Originally, JIB was established to practise investment banking business in accordance with the provisions and principles of Islamic Sharia, and the first branch opened in late 1979. True to the original principles, the bank’s transactions and contracts continue to be subject to the supervision of a Sharia board composed of specialised scholars. As JIB grew, it aimed to meet the economic and social needs of citizens in the fields of banking, financing and investment in accordance with the provisions and principles of Islamic Sharia while, in a continually evolving banking environment, keeping pace with modern banking technologies, for instance in the form of the ‘digital corners.’

Other digital products deployed in recent years have included 3D Secure for safe online shopping, bill payments, e-wallets and CLiQ for instant transfer services. And recognising clients’ growing requirement for year-round services, banking services are available during official holidays, Saturdays and evenings.

Honouring founding principles
That original commitment to Islamic financing and Sharia services has never wavered, as measured not only by the number of clients, but by recognition from prestigious publications such as The Banker and EMEA Finance, and by the obtaining of credit and Sharia ratings from several international rating agencies including Standard & Poors and Islamic International Rating.

The bank’s current charitable work also reflects an ongoing commitment to the cultural and social life of the kingdom. It is proud that its credit-lending provides the essential growth finance for professionals, craftsmen and small-to-medium enterprises that are the foundation of Jordan’s economy. The list of endeavours supported by the bank is too long to define in full, but JIB has long backed conferences, education, safety and occupational health, sponsorship of matters related to the Holy Quran, arts, literature, heritage, energy, environment and water integrity.
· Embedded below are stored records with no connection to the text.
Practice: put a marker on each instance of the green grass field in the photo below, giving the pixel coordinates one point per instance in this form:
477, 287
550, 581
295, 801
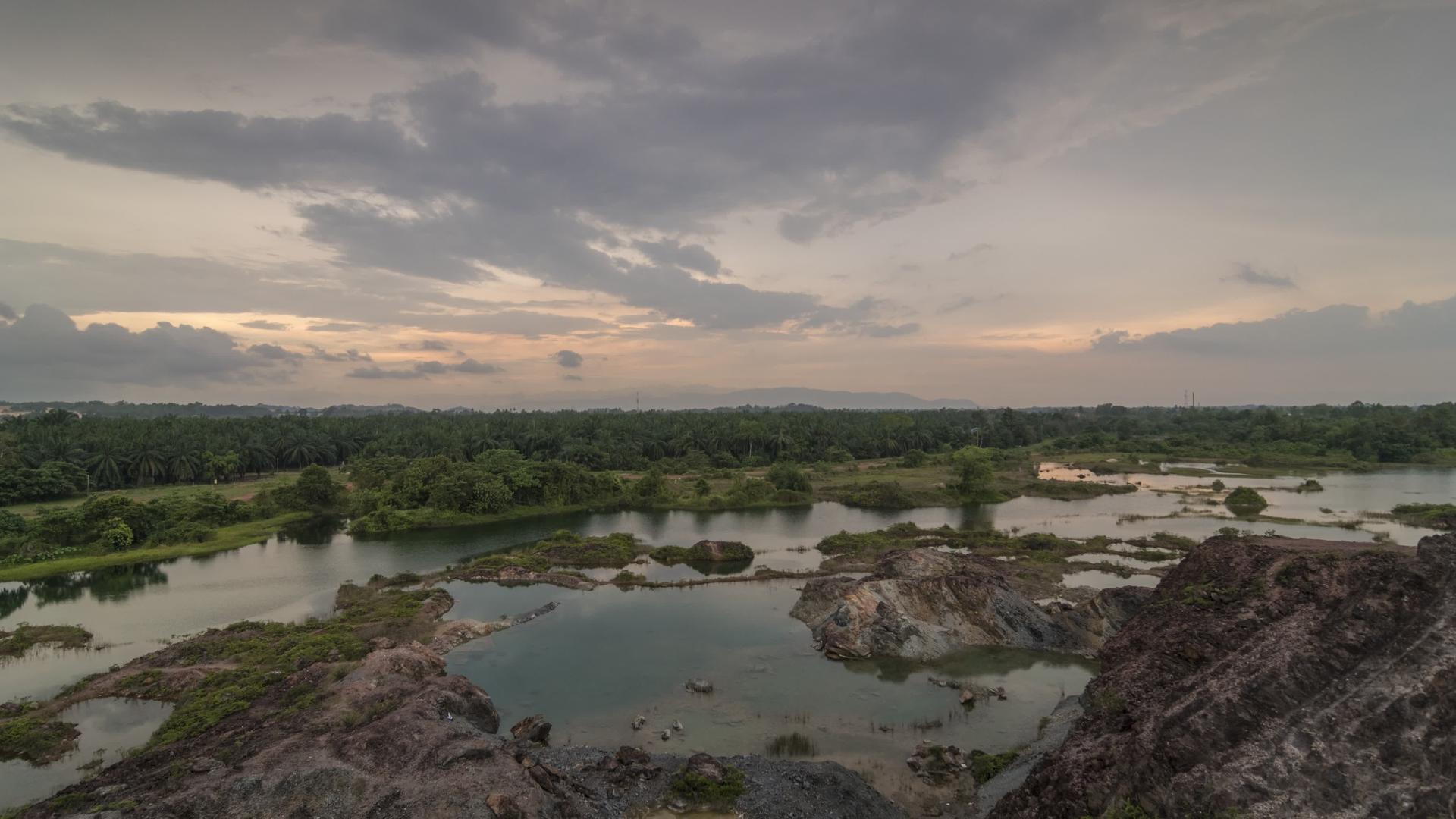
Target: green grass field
223, 539
234, 490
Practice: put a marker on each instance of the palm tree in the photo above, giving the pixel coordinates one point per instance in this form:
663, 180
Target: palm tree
107, 465
149, 466
182, 466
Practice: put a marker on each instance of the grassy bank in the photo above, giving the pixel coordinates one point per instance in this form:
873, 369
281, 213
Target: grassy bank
223, 539
237, 490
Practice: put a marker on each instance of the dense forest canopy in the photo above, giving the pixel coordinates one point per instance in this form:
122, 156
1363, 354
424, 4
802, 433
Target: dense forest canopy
49, 453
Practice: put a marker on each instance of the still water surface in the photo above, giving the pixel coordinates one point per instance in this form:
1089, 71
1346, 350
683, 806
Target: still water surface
131, 610
108, 729
606, 656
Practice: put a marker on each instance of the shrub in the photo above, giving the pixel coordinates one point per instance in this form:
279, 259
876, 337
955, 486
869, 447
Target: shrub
117, 535
786, 475
701, 790
1244, 500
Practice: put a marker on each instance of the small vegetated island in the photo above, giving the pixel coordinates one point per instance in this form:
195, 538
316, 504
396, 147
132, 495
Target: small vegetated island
354, 714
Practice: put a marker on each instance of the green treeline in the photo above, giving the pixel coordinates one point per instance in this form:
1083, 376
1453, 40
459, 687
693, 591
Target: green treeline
109, 523
50, 455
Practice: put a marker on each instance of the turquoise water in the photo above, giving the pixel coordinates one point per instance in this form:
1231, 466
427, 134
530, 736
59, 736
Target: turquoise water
108, 726
607, 656
133, 610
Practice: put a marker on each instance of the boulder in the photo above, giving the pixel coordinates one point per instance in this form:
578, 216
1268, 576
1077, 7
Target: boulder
532, 729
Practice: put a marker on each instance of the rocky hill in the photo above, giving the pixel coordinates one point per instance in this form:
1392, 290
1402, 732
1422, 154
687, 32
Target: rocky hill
1270, 678
924, 604
356, 717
Not even the founders of Jordan Islamic Bank would have thought in the late 1970s that their creation would grow to the extent that it had by the end of 2022. Now with over 2,440 employees, JIB’s paid-up capital stands at $282.1m. Total assets under management are about $8.73bn. Total deposits including restricted investment accounts reached $7.80bn. Total financing and investment is about $7.33bn. And profits after tax hit $86.2m. As the bank has long recognised, prosperity is based on prudence.